To the Editor:
We would like to bring to your attention several inaccuracies in the article "Tax break could hurt Martin County," published in the Sentinel on Feb. 13.
The report by the Minnesota Department of Revenue that is cited in the story, "Report and Study on Business Production Property," recommends legislative action to clarify a narrow set of tax classification issues and provide uniformity and certainty in tax classification across counties in Minnesota. Such tax matters rightly fall to the Legislature.
With regard to the proposal to make production tanks tax-exempt, Martin County Commissioner Dan Schmidtke said, as quoted in the story, "It was supposed to protect smaller private distilleries," which implies that the proposed tax exemption is based on the size of a business.
It has to be noted that the size of a business is not a factor in Minnesota law and subjective classification on business sizes for a tax exemption on production tanks runs counter to the guidance in the Minnesota Association of Assessing Officers 2009 revised Cost Schedule.
Martin County Assessor Dan Whitman was quoted in the story as saying: "Right now, one of them has $331,000 in taxes, and if fully taxable would be $851,000. But if this were to pass, there would be a $256,000 exemption on each plant. That would be half a million in taxes that wouldn't be paid. That means the rest of the county would have to make up for that; it would shift the tax burden to all other property in the county."
This seems to imply that Martin County would lose tax revenues from its two ethanol plants once enrollment in the JOBZ plan expires and that lost revenue would have to be made up by shifting taxes elsewhere.
This statement is misleading.
Mr. Whitman is referring to future and potential projected tax payments from the county's ethanol plants. In other words, he is referring to taxes that aren't currently being collected by the county due to the JOBZ plan, as well as potential revenue from the taxation of ethanol production tanks that are currently exempted.

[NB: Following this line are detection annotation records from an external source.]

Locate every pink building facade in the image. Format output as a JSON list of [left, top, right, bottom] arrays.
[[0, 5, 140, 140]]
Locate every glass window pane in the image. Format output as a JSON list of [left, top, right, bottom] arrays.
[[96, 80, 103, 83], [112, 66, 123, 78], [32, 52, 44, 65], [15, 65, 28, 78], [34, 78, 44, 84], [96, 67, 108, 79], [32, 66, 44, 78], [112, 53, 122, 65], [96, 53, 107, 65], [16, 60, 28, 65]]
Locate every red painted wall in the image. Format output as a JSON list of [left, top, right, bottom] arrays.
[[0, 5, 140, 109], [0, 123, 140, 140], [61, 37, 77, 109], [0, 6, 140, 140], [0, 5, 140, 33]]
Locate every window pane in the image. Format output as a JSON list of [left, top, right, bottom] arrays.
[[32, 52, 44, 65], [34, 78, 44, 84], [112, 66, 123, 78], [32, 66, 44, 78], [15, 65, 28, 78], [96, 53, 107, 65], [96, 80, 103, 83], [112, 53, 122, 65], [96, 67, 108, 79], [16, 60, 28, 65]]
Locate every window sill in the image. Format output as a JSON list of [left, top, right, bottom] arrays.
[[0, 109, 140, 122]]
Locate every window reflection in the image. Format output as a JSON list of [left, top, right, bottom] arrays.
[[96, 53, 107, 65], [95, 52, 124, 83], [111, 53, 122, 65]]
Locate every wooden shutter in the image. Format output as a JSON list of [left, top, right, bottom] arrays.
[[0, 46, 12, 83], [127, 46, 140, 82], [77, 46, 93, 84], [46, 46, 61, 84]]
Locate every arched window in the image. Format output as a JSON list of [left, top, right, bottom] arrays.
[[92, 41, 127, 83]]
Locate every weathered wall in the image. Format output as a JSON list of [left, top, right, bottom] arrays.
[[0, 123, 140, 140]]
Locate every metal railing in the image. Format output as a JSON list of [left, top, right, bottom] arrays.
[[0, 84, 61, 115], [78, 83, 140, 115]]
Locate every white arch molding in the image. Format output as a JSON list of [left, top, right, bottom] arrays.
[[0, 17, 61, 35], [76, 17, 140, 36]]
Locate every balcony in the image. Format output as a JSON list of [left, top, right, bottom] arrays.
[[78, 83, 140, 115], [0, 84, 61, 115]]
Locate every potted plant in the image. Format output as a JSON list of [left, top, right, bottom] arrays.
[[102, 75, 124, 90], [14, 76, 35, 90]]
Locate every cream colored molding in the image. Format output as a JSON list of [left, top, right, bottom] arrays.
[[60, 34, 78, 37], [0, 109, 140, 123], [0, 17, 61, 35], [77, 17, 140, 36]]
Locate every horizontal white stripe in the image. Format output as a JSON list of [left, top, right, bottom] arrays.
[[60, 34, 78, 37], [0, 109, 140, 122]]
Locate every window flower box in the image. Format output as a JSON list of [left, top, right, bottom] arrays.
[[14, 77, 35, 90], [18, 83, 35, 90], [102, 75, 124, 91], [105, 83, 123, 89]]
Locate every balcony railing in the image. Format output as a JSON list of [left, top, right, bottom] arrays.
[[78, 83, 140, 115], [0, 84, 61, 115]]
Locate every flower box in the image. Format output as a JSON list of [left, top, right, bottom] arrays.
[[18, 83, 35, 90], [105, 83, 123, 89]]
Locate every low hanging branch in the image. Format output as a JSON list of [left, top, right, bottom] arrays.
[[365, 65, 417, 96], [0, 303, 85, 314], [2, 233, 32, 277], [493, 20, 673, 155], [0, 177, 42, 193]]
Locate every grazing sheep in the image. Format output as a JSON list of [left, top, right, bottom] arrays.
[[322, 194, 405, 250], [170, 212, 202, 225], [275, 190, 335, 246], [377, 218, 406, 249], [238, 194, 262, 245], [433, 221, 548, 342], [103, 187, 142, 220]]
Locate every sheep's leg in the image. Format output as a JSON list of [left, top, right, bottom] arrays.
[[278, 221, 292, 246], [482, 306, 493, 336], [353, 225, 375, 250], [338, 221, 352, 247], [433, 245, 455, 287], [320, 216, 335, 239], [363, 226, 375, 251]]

As such, suggesting that the county would have to shift the tax burden to other properties within the county to make up for a shortfall of $256,000 from each plant is wide of the mark since it isn't earning that $256,000 from each plant in the first place.
Moreover, Martin County will not lose any revenue once the JOBZ plan expires.
Assuming Mr. Whitman's numbers are correct, Martin County will actually see a surplus in revenue from its ethanol plants once the JOBZ plan expires.
As noted in his quote above, according to Mr. Whitman's calculations, the full non-JOBZ taxable amount of one of the plants in the county is projected to be $851,000. Even with a $256,000 tax exemption, the county would collect $595,000 from that plant once the JOBZ plan expires. This in turn represents a potential of an 80 percent increase in tax revenue from the $331,000 currently collected.